Synonym order with unique filter breaks search

Hi, have a weird issue with synonyms along with a unique token filter that I cannot get my head around.

MVP:

Settings:

                    {
                      "settings": {
                        "index": {
                          "analysis": {
                            "filter": {
                              "synonym": {
                                "type": "synonym_graph",
                                "synonyms_path": "synonyms/synonyms.txt",
                                "updateable": true
                              }
                            },
                            "analyzer": {
                              "synonym": {
                                "tokenizer": "standard",
                                "filter": [
                                  "synonym",
                                  "unique"
                                ]
                              }
                            }
                          }
                        }
                      }
                    }

synonyms.txt

billie jo wilsson,billiejo,billie-jo,billiejo wilson,billie-jo wilson,billiejo wilsson,billie-jo wilsson,billiejoo,billie jo

Mappings:

                {
                    "properties": {
                      "description": {
                        "type": "text",
                        "index": true
                      }
                    }
                }

Documents:

                {
                  "description": "billie-jo wilsson"
                }

Query:

                {
                  "query": {
                    "multi_match": {
                      "query": "billie-jo",
                      "fields": ["description"],
                      "type": "cross_fields",
                      "analyzer": "synonym",
                      "operator": "AND",
                      "boost": 0.4
                    }
                  }
                }

Doing this query yields a hit on the document indexed which is expected, but rolling the synonyms one step to the left (ie. moving the first synonym last in row):

billiejo,billie-jo,billiejo wilson,billie-jo wilson,billiejo wilsson,billie-jo wilsson,billiejoo,billie jo,billie jo wilsson

... then no hits are returned. Why is that? Is the order of the synonyms of importance ?

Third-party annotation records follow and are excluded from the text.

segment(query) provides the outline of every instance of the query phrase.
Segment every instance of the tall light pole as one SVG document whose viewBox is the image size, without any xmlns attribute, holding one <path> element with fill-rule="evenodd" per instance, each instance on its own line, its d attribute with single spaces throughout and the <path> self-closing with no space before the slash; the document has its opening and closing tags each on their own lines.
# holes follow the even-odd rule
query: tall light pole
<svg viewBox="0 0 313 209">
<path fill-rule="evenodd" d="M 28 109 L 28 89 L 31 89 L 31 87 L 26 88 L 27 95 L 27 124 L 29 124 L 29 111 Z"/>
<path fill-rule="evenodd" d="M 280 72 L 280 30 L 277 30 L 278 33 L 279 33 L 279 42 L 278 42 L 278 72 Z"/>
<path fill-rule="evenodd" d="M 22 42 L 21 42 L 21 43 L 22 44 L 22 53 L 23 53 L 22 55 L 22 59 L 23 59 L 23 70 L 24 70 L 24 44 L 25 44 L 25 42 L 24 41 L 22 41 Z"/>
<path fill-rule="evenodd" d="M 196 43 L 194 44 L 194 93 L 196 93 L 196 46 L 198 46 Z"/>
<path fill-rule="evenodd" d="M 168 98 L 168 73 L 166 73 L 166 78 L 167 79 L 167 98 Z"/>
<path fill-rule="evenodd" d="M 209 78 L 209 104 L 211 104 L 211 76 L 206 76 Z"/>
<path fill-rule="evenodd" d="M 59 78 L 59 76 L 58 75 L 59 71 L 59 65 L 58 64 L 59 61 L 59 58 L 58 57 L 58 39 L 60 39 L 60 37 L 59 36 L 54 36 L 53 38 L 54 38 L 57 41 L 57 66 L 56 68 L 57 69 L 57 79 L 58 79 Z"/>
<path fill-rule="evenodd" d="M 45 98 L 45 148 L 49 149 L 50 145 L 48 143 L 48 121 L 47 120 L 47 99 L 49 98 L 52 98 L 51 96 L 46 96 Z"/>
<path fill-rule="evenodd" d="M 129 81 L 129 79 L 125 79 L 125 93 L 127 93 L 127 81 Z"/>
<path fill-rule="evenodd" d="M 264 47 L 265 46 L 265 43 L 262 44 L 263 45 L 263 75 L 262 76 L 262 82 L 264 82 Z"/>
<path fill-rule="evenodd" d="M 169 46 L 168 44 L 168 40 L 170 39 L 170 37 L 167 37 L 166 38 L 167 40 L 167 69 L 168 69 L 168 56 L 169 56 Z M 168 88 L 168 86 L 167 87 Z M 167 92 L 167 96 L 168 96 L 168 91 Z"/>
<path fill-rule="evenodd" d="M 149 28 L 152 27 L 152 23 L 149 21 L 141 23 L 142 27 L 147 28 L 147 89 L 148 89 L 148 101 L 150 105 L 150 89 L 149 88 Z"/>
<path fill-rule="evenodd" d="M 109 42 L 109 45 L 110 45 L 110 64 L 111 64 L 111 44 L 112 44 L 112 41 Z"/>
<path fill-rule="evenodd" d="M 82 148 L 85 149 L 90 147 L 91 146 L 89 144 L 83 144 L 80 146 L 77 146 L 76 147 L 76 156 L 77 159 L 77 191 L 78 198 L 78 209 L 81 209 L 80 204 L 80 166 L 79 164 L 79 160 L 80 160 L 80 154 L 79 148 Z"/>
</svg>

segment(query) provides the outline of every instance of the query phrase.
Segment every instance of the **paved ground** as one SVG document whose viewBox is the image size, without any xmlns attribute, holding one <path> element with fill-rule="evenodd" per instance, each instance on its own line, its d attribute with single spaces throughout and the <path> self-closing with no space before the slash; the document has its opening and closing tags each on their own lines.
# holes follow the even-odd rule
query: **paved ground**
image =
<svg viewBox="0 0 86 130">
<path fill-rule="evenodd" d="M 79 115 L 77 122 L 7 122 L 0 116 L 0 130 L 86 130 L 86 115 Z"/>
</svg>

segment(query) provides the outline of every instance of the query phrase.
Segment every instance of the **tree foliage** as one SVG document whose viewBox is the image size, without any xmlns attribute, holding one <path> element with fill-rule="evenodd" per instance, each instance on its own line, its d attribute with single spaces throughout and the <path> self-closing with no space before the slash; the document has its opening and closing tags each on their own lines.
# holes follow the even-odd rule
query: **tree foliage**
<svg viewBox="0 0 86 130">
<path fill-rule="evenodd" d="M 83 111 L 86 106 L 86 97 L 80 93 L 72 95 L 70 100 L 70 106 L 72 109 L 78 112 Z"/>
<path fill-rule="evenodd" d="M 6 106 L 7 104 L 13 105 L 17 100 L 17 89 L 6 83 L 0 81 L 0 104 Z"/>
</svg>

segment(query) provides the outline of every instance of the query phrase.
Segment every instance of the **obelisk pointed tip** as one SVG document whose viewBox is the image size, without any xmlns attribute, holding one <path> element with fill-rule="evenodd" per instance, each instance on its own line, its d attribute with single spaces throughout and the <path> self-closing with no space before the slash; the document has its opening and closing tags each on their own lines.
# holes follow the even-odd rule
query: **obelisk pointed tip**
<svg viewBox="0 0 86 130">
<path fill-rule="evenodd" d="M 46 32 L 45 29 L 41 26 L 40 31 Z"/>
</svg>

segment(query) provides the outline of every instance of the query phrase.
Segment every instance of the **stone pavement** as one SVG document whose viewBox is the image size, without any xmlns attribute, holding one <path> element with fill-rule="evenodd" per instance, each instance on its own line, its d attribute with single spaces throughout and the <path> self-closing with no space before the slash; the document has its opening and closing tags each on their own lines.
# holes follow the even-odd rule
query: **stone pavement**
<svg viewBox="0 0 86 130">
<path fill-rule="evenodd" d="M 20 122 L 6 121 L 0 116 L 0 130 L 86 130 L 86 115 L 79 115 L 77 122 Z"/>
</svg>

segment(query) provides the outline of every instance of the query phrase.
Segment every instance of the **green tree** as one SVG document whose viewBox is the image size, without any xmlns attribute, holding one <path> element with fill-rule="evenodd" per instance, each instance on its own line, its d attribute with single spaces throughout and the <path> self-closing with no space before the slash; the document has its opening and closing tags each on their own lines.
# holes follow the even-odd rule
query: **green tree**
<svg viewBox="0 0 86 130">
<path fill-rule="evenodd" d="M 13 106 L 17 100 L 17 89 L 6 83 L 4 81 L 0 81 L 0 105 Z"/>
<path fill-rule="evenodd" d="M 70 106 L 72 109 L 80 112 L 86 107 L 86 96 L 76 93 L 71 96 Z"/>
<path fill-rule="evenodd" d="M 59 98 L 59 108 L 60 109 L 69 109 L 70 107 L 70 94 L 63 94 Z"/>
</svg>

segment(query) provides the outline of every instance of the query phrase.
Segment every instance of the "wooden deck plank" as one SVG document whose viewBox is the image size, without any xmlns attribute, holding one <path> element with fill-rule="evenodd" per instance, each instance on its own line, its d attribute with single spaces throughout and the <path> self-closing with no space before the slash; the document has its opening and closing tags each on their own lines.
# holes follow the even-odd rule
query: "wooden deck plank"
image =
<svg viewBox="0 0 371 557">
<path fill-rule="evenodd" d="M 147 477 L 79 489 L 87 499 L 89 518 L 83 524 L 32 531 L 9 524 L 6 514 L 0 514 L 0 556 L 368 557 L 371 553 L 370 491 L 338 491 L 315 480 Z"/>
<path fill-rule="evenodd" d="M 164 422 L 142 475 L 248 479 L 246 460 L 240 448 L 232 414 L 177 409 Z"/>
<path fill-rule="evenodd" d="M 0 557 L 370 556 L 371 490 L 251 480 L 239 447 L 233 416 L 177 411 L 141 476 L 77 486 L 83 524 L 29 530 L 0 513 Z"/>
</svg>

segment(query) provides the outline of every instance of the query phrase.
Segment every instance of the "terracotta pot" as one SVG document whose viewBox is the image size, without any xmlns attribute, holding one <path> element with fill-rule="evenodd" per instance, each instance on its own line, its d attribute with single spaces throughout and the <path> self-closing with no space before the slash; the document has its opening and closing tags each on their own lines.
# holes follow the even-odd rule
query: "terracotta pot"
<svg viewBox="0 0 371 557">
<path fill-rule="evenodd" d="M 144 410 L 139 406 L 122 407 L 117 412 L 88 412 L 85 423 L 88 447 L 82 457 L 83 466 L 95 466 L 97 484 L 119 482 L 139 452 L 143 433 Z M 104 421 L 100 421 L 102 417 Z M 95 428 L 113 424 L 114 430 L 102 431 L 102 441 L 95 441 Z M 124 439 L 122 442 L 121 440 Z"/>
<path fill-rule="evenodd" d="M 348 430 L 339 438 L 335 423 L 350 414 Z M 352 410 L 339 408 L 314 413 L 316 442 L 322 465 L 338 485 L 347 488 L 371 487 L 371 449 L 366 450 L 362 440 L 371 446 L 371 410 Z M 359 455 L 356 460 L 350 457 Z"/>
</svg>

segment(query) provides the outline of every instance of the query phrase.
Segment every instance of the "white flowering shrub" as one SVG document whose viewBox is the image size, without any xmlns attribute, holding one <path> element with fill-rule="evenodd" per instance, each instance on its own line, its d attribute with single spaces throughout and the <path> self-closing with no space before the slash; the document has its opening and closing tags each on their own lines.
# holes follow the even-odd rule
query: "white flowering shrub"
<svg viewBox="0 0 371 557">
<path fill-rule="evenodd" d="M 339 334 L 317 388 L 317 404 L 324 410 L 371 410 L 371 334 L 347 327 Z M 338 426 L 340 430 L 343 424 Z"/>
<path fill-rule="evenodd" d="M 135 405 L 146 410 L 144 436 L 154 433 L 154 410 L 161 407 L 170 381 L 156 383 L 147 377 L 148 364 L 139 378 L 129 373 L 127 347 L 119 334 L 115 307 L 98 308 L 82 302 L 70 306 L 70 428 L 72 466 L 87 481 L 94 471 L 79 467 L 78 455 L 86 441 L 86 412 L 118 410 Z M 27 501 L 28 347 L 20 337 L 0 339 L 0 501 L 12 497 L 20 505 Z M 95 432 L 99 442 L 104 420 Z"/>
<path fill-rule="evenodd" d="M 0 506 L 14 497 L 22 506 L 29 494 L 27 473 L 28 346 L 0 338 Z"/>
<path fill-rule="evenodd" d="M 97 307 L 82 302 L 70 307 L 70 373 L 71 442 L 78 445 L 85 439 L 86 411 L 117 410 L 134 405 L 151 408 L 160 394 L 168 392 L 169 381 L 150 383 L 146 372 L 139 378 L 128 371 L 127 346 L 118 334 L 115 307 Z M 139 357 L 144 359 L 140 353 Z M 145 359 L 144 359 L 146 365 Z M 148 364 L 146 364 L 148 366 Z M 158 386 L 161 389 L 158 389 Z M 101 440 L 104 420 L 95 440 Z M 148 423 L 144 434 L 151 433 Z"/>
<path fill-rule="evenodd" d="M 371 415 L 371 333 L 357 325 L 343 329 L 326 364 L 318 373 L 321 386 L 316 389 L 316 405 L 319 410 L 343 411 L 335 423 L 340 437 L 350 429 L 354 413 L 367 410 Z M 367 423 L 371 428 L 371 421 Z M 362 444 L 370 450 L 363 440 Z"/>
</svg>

However if I remove the unique analyzer filter then the query starts to work again even with the rolled synonyms.

Is this behaviour to be expected for some reason I cannot understand or is there a synonym issue here?

This is performed in Elasticsearch v7.14

In cases like this its always a good starting point to check what the actual analysis output looks like. This can be done using the “_analyze” endpoint:

POST /test/_analyze
{
    "field" : "description",
    "text" : "billie-jo wilsson"    
}

This shows you the input document text is split into three tokens in subsequent positions

{
    “tokens”: [
        {
            “token”: “billie”,
            “start_offset”: 0,
            “end_offset”: 6,
            “type”: “<ALPHANUM>”,
            “position”: 0
        },
        {
            “token”: “jo”,
            “start_offset”: 7,
            “end_offset”: 9,
            “type”: “<ALPHANUM>”,
            “position”: 1
        },
        {
            “token”: “wilsson”,
            “start_offset”: 10,
            “end_offset”: 17,
            “type”: “<ALPHANUM>”,
            “position”: 2
        }
    ]
}

To get the “synonym” analyser output, do:

POST /test/_analyze
{
    “Analyzer” : “synonym”,
    “text” : “billie-jo”    
}

which shows you six tokens, three on position 0 and the rest in subsequent positions:

{
    "tokens": [
        {
            "token": "billie",
            "start_offset": 0,
            "end_offset": 9,
            "type": "SYNONYM",
            "position": 0
        },
        {
            "token": "billiejo",
            "start_offset": 0,
            "end_offset": 9,
            "type": "SYNONYM",
            "position": 0,
            "positionLength": 9
        },
        {
            "token": "billiejoo",
            "start_offset": 0,
            "end_offset": 9,
            "type": "SYNONYM",
            "position": 0,
            "positionLength": 9
        },
        {
            "token": "jo",
            "start_offset": 0,
            "end_offset": 9,
            "type": "SYNONYM",
            "position": 1
        },
        {
            "token": "wilsson",
            "start_offset": 0,
            "end_offset": 9,
            "type": "SYNONYM",
            "position": 2,
            "positionLength": 7
        },
        {
            "token": "wilson",
            "start_offset": 0,
            "end_offset": 9,
            "type": "SYNONYM",
            "position": 3,
            "positionLength": 6
        }
    ]
}

If you remove the “unique” filter you will see many more tokens, some of which I guess are needed to connect the token graph. The output is a bit complex to parse in one glance, if this needs further explanation I might have to dig a bit deeper when time allows me to.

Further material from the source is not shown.